Monday, February 25, 2008

Is bigger always better?

Americans (and especially Texans) love boasting that bigger is better. We can see it in our businesses and in our churches. But is it?

A story on NPR today asked some challenging questions about business growth. Charles Handy, the founder of London Business School, asked why business is different than orchestras, schools, or hospitals. Once an orchestra reaches a certain size, if you asked the conductor about growth, he would likely discuss their expanding repertoire, not adding more violins.

I heard an environmental scientist address this issue once, drawing the distinction between growth and development. Biologically, once we have eyes, ears, limbs and organs, we are done growing. The rest is development:
For our own bodies, and our communities, development is getting the right things in the right places in the right amounts at the right times in the right relationships. Just like there is no advantage for our brain to grow out of proportion with our stomach or vice versa, so there is no advantage to adding house to house at the expense of the farms and gardens that sustain our food supply, or at the expense of clean air and water that sustain our health.

Growth freed from the constraints of true development is cancer, as we all know.

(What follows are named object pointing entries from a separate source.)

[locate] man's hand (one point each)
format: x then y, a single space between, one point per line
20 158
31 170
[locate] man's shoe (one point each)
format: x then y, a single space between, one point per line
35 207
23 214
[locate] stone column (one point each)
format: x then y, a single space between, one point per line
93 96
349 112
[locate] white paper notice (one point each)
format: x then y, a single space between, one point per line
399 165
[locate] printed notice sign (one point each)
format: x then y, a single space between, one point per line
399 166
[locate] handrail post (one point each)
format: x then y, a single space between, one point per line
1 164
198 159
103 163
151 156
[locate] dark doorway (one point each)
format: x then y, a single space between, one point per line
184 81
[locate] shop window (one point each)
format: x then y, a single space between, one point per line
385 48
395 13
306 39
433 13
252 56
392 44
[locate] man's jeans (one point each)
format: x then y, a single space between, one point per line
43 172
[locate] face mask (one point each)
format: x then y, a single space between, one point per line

For those of us working for public companies, we are complicit in a system that unashamedly pursues growth as a fundamental tenet of delivering shareholder value. But public companies are just the easiest example. I wonder if most business and even most churches aren't pursuing the same "growth imperative" without regard to the consequences.

Cells that get too large either burst or split to form new life. Why doesn't business/church heed wisdom from the basic building block of all life? How can we ensure the growth we are pursuing isn't cancerous?

Wednesday, February 20, 2008

Is technology that mimics Creation any better?

I don't know about you guys, but I'm starting to get worn out with the technology discussion. But I have to dedicate one more post to it (for now) because I was pleasantly surprised recently by an article that I think offers some semblance of redemption to this debate.

This article in American Way (American Airlines' illustrious magazine) may not win a Pulitzer, but its topic is very cool: biomimicry, or biologically inspired design. Some examples of technology highlighted in the article:
  • Removing blood from hospital linens without using bleach by studying insects like mosquitoes
  • Self-cleaning paint, roof shingles, and fabric modeled after the lotus plant's leaves
  • Buildings in Zimbabwe that don't need air conditioning because they are designed to mimic a termite mound

Of course biomimicry doesn't necessarily address some of the deeper spiritual issues we've discussed like the way technology distracts us from or encourages us not to rely upon God. But it does clearly reflect Him and His creativity. So with all the problems technology presents, should we encourage/pursue this kind of invention? Just because it is based on Creation, does that make it any better?

Monday, February 04, 2008

Is technology a surrogate for God?

Two comments last week essentially said "technology's not the problem, it's our hearts." We had a great discussion almost a year ago about whether it's really "all about the heart" -- if you haven't seen that thread, check it out.

Rather than rehash that debate, I want to push on this idea that "technology is neutral, it's our hearts that screw it up." I both agree and disagree with that statement. I agree that it is neutral if we are talking about lifeless circuits and chemicals. But adding human intention to the invention and utilization of technology gives life to otherwise lifeless technology. Technology is created by humans to fulfill a human desire. So the very existence of a specific form of technology is much more than a lifeless gadget, pill, or instrument. It represents a specific intent, an end it is intended to satisfy.

I think most technology could be at least loosely associated with one of a handful of ends: saving money, saving time, minimizing pain/inconvenience, or prolonging life. So my question: are these Godly pursuits?

There are certainly a number of scriptures that suggest a lack of money, the necessity of patience, suffering, and death are powerful agents in pointing us toward Christ. So why do we continue to invent and use new technology that dilutes these potentially significant spiritual experiences?

I think Broun's comment a couple weeks ago began to answer this question:

Traditionally the goal of medicine from a Christian perspective has been redemptive. Disease isn’t simply a biological problem; it is a moral one, the result of sin. So for the same reason we preach the gospel, we also fight the Asian Bird Flu epidemic, recognizing in it yet another facet of the curse sin has brought on the world...However you say it, under the old paradigm the goal of medicine was to fix what is broken.

[There is now] demand for a new paradigm. We want [medicine] to do more
than merely repair what’s broken. We want it to make us better.

Is the iPhone fixing what is broken or is it something we hope will make our lives magically better? Did the printing press? Or the car? Will cloning cattle? Or chemotherapy?